Nuestro cuerpo reacciona por sí mismo frente diversas situaciones, por ejemplo: cuando estamos bañándonos, nadando o expuestos a agua hemos notado que nuestros dedos tienden a arrugarse como una pasa. Te has preguntado ¿por qué? o ¿qué sucede? Si pensamos en estas preguntas nos damos cuenta de que en ningún momento hemos dado la orden a nuestro cuerpo de reaccionar de esta manera ¡Él lo ha hecho solo! pero ¿por qué? nuestro cuerpo está compuesto por un sistema nervioso autónomo el cual se encarga de percibir e interpretar señales de manera automática y frente a estas señales generar una respuesta, en el ejemplo descrito la respuesta es arrugar la piel, pero ¿Para qué sirve esto? los lípidos (grasas) de la piel y el agua al ser inmiscibles generan dificultad a nuestro tacto para poder recoger o tomar objetos es decir nuestra piel se vuelve “resbaladiza” este fenómeno por ejemplo en una piscina puede ocasionar caídas y posteriormente golpes que pueden afectarnos, para evitar eso o reducir los riesgos nuestro cuerpo ha generado pequeñas arrugas en nuestros dedos de manos o pies dándole así una estabilidad.

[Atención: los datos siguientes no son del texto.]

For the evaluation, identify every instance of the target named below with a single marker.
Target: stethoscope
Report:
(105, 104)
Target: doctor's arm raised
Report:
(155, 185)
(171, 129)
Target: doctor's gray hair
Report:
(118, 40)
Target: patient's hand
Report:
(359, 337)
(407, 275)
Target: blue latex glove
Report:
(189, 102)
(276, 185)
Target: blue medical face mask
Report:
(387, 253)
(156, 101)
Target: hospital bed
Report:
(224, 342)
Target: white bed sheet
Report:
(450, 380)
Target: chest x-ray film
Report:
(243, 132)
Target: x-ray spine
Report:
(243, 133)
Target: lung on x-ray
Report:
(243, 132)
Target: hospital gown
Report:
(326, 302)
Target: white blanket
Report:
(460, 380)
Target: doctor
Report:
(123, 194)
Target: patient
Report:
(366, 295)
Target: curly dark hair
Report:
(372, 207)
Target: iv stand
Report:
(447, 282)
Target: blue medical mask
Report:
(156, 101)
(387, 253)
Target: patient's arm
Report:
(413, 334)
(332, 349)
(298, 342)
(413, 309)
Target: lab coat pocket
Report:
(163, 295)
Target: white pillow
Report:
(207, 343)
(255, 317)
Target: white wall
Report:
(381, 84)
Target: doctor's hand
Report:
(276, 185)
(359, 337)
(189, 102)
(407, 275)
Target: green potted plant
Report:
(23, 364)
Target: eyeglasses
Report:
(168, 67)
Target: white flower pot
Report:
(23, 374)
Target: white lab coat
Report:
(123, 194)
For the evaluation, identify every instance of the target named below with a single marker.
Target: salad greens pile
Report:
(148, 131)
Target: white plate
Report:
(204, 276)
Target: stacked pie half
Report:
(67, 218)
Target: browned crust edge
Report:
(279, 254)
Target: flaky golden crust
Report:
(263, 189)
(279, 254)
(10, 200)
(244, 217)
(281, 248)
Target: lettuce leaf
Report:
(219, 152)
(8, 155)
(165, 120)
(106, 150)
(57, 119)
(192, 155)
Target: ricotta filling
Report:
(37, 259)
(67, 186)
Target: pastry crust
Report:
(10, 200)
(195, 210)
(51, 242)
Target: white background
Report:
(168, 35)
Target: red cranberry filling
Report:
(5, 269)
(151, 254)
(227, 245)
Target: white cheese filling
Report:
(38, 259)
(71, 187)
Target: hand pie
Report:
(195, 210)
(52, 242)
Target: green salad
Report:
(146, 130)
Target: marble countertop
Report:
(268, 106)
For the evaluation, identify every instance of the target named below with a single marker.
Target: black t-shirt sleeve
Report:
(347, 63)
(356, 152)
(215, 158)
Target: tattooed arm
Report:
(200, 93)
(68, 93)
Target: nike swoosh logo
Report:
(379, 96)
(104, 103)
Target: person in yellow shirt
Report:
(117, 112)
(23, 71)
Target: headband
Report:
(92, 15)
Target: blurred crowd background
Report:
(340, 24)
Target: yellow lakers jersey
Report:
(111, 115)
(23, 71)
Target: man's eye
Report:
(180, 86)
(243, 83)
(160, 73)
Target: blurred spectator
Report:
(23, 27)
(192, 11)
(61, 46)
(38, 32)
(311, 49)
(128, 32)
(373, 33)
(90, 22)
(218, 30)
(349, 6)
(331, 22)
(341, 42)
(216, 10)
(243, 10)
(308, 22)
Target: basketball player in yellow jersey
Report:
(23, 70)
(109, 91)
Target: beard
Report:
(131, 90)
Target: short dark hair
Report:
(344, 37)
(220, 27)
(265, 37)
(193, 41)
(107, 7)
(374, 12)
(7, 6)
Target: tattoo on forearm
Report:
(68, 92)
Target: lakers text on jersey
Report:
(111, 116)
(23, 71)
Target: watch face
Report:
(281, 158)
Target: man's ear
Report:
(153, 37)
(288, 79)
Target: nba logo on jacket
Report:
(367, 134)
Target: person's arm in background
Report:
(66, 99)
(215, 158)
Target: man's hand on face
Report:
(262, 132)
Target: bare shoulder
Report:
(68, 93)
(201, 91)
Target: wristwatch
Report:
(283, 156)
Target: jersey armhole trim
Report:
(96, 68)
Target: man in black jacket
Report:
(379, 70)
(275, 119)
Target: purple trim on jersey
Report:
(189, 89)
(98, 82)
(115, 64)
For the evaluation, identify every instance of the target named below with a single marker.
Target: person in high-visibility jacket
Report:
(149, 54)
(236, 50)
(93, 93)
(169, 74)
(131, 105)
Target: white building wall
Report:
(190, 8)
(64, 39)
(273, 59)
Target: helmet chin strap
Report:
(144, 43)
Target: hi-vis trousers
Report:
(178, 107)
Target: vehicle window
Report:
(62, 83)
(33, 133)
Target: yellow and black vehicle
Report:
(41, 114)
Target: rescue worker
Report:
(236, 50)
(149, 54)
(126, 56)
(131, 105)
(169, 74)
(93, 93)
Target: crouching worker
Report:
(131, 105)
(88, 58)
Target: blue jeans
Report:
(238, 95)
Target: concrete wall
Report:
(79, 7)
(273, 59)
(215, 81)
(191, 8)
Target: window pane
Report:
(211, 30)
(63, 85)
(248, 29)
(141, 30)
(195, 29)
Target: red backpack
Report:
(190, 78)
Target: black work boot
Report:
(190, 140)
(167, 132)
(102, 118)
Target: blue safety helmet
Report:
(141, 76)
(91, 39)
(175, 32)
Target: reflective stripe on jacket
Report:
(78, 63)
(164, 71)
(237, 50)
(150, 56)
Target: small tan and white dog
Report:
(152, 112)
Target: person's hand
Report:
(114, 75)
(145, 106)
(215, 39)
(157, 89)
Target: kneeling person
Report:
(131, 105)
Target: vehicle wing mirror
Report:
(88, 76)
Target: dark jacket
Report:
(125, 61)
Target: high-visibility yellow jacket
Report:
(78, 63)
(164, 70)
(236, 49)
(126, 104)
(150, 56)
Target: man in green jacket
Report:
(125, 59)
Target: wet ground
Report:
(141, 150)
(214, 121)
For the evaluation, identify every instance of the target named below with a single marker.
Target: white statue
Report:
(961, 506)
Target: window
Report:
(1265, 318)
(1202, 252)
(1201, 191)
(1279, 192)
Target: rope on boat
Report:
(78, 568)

Seguro en alguna situación cuando estabas expuesto al frio, temperaturas bajas, sustos, sorpresas y miedo has notado que tu vello corporal tiende a colocarse de manera totalmente vertical “pelos de punta” o “piel de gallina” ¿qué pasó? o ¿por qué? nos preguntamos muchas veces. Cada vello corporal tiene un músculo erector que provoca esta respuesta. El vello corporal sirve como un aislante entre el exterior y nuestra piel, es decir, guarda calor lo cual en situaciones de frio sería muy útil para nuestro cuerpo.
Existen otras situaciones en las cuales nuestro cuerpo reacciona como: cuando estamos cocinando y nuestra mano rápidamente suelta lo caliente para evitar quemaduras, cuando vamos por la calle y pasa un auto cerca nuestro cuerpo rápidamente salta o cuando sufrimos un accidente y nuestro cuerpo intenta reaccionar.
Todos los ejemplos mencionados surgen en función proceso estímulo-respuesta de nuestro cuerpo el cual inicia con el sistema nervioso periférico el cual detecta las señales externas sigue a ese proceso el sistema nervioso central quien lleva la información, esta termina en el encéfalo en el cual se da la respuesta frente a la señal o estimulo receptada por el sistema nervioso. Todo este proceso surge rápidamente y es determinante para nuestra supervivencia.
Sabías que si analizamos a otros seres vivos como un gato o un perro en peligro también tienen los pelos de punta o las aves que usan su plumaje para guardar calor, ¡también tienen un sistema nervioso! Las plantas no tienen sistema nervioso, pero se defienden mediante señales químicas como aromas.